Let me summarize the key points for you [with my comments]:

  • Don’t blindly follow your bar course [recurring theme if you read the comments and about my own failure]
  • Give yourself enough time to start studying seriously
  • Don’t focus too much on memorization [a whole can of worms I won’t open yet]
  • You don’t need to do a specific number of essays a day [“Do X lecture and Y number of questions on Z day… or else!” GTFO]
  • Address all subjects [even if you dig around for predictions… ONLY out of curiosity]
  • It’s not just about quantity [the number of questions or how many hours you put in]
  • Choose who you listen to. Instead of getting overwhelmed in different directions, make it simple. Pick a few people you trust (doesn’t have to be me), and go deep, instead of entertaining random “concerned” people who have never been in your situation. At the same time, don’t shut out your friends and family [did you see that comment?]
  • Remember to prepare for the performance test [often not the most important part of the exam but still something that torpedos students]
  • With the right supplements, you don’t need to waste money on an expensive bar course [but see below]
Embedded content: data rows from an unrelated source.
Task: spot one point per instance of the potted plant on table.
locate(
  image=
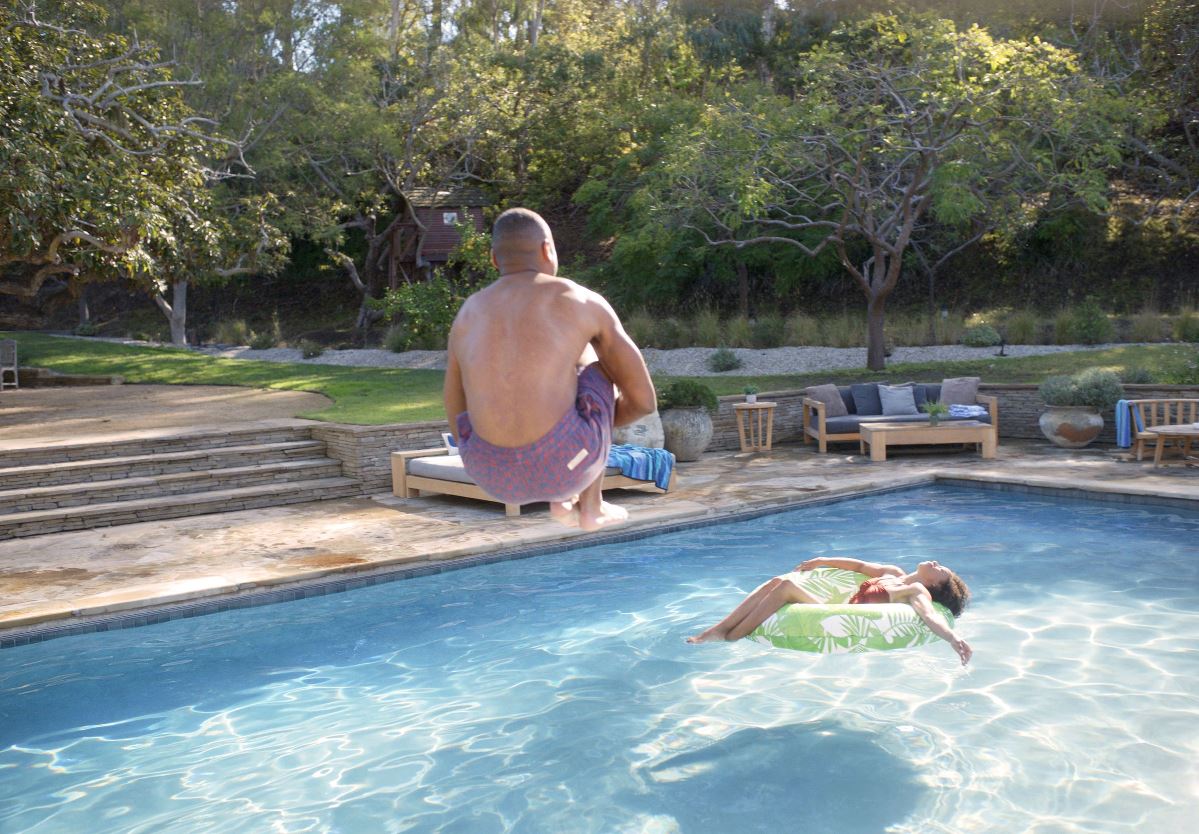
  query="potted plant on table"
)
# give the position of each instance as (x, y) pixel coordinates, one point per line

Hey, don’t start sweating all over me now.

Maybe you signed up for Barbri or Themis or whoever (#NeverKaplan) because they bribed you with outlines you never used as a 1L. That’s fine! “Big box” programs tend to have excellent raw materials.

Ultimately, you can do whatever that makes sense to you and suits your needs. Find out as soon as you can what that is. No one’s stopping you from going your own way. Don’t outsource your decisions to fear and desperation and what-if’s.

[Click to share on Facebook]

You need to find only one of them that works, which means it’s almost always doable. The question is what you’re going to do.

What matters is how you use the tool than the tool itself. The wielder of the tool makes things happen. Will you make diamonds or graphite? Use the tools rather than consume them.

Whether or not you have a “big box” bar course, bar preparation is ultimately a self-study endeavor. It’s a conscientious, thoughtful activity that helps you learn, not just “bill hours” to fill in time to feel productive. I failed the first time because I just went with the flow.

So I encourage you to trust yourself a little more. If you need help, listen to your predecessors who have come out of the exam.

If there’s one thing I’d like you to not compromise, it’s practice and feedback.

“Yeah I know, MOM. That’s so obvious. DUH!” You whip your hair smugly without making eye contact. “It’s simple. Tell me something new.”

Yes, smartass, it IS simple. Yet why are there many who end up “studying” for weeks and then going “OH SHIT” cramming in the last two weeks? 

You know this, and I know this: These words will wash over you like a warm shower as it goes out the other ear. You’ll end up saying weeks later, “You were right, Mom.”

That’s OK. Let me spare your feelings. I’m going to drill this into your head until you see me in your dreams.

We usually don’t internalize something the first time we hear it. Just like how you forget 99% of your bar lectures. So some things bear repeating if you want to be better prepared.

Yes, remember that you’re here to prepare up front, not just study. It has a specific purpose—to learn useful things that will ultimately help you pass the bar. The point of all this isn’t to just do work.

Think of the bar as another class you’re unfamiliar with, a pass/no pass class. Don’t treat the bar exam as a review of what you learned in school (though having taken the tested subject in school helps a lot).

In other words, this is not “bar review”; it’s “bar preparation.” [Click to share on Facebook]

The CEO of Dropbox is a great example of upfront preparation. He’s always found it valuable to ask himself, “One year from now, two years from now, five years from now, what will I wish I had been learning today?”